I'd like to prove this loop implementation of Euclidean division in Frama-C :
/*@
requires a >= 0 && 0 < b;
ensures \result == a / b;
*/
int euclid_div(const int a, const int b)
{
int q = 0;
int r = a;
/*@
loop invariant a == b*q+r && r>=0;
loop assigns q,r;
loop variant r;
*/
while (b <= r)
{
q++;
r -= b;
}
return q;
}
But the post condition fails to prove automatically (the loop invariant proved fine) :
Goal Post-condition:
Let x = r + (b * euclid_div_0).
Assume {
(* Pre-condition *)
Have: (0 < b) /\ (0 <= x).
(* Invariant *)
Have: 0 <= r.
(* Else *)
Have: r < b.
}
Prove: (x / b) = euclid_div_0.
--------------------------------------------------------------------------------
Prover Alt-Ergo: Unknown (250ms).
It does have all the hypotheses of Euclidean division, does anyone know why it cannot conclude ?
As indicated by Mohamed Iguernlala's answer, automated provers are not very comfortable with non-linear arithmetic. It is possible to do interactive proofs with WP, either directly within the GUI (see section 2.3 of WP Manual for more information), or by using coq (double click on the appropriate cell of the WP Goals tab of the GUI for launching coqide on the corresponding goal).
It is usually better to use coq on ACSL lemmas, as you can focus on the exact formula you want to prove manually, without being bothered by the logical model of the code you're trying to prove.
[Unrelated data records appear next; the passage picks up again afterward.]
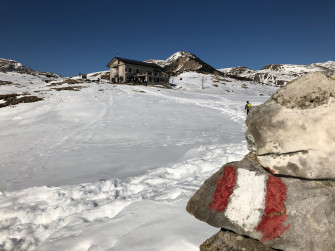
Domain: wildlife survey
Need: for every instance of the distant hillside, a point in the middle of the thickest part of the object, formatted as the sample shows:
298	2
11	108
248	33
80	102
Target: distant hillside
8	65
184	62
278	74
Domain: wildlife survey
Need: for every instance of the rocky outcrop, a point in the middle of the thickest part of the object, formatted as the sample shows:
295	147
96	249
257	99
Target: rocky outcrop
282	213
278	74
227	240
7	65
183	61
294	131
282	194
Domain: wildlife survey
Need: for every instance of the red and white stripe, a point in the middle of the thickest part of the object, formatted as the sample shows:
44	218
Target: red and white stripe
254	202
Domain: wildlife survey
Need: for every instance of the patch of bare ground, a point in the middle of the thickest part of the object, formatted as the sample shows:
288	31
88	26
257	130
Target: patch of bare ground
12	99
67	81
6	82
221	79
69	88
139	91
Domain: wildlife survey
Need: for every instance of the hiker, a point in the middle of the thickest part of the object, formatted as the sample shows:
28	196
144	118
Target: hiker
247	107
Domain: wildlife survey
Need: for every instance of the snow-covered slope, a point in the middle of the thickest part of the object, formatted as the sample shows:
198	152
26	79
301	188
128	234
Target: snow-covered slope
7	65
183	61
96	166
278	74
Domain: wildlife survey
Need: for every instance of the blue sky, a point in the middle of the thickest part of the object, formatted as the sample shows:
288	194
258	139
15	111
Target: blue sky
68	37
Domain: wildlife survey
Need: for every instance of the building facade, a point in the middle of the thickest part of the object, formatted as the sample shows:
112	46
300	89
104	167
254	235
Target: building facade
124	70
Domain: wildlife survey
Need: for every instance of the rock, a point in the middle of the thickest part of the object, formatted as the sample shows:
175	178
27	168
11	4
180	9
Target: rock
183	61
278	74
226	240
294	131
283	213
12	65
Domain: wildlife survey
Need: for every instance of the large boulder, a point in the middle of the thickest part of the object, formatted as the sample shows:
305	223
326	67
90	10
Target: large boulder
283	213
294	131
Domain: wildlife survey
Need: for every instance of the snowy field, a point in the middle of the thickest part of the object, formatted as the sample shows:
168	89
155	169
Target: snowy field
111	167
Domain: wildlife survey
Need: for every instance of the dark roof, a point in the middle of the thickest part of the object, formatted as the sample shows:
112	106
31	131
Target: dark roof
135	62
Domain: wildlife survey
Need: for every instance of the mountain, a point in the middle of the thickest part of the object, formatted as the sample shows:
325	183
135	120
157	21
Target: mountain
8	65
183	61
278	74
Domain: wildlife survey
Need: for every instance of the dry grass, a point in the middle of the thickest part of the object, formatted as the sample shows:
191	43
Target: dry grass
11	99
69	88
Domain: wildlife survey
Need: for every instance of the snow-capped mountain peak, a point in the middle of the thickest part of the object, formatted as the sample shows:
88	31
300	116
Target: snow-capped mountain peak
8	65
Using this tactic, I've been able to prove your post-condition with the following intermediate lemma:
/*@
// WP's interactive prover select lemmas based on the predicate and
// function names which appear in it, but does not take arithmetic operators
// into account ðŸ˜. Hence the DIV definition.
logic integer DIV(integer a,integer b) = a / b ;
lemma div_rem:
\forall integer a,b,q,r; a >=0 ==> 0 < b ==> 0 <= r < b ==>
a == b*q+r ==> q == DIV(a, b);
*/
/*@
requires a >= 0 && 0 < b;
ensures \result == DIV(a, b);
*/
int euclid_div(const int a, const int b)
{
int q = 0;
int r = a;
/*@
loop invariant a == b*q+r;
loop invariant r>=0;
loop assigns q,r;
loop variant r;
*/
while (b <= r)
{
q++;
r -= b;
}
/*@ assert 0<=r<b; */
/*@ assert a == b*q+r; */
return q;
}
More precisely, the lemma itself is proved with the following Coq script:
intros a b q prod Hb Ha Hle Hge.
unfold L_DIV.
generalize (Cdiv_cases a b).
intros Hcdiv; destruct Hcdiv.
clear H0.
rewrite H; auto with zarith.
clear H.
symmetry; apply (Zdiv_unique a b q (a-prod)); auto with zarith.
unfold prod; simpl.
assert (b*q = q*b); auto with zarith.
While the post-condition only requires to instantiate the lemma with the appropriate arguments.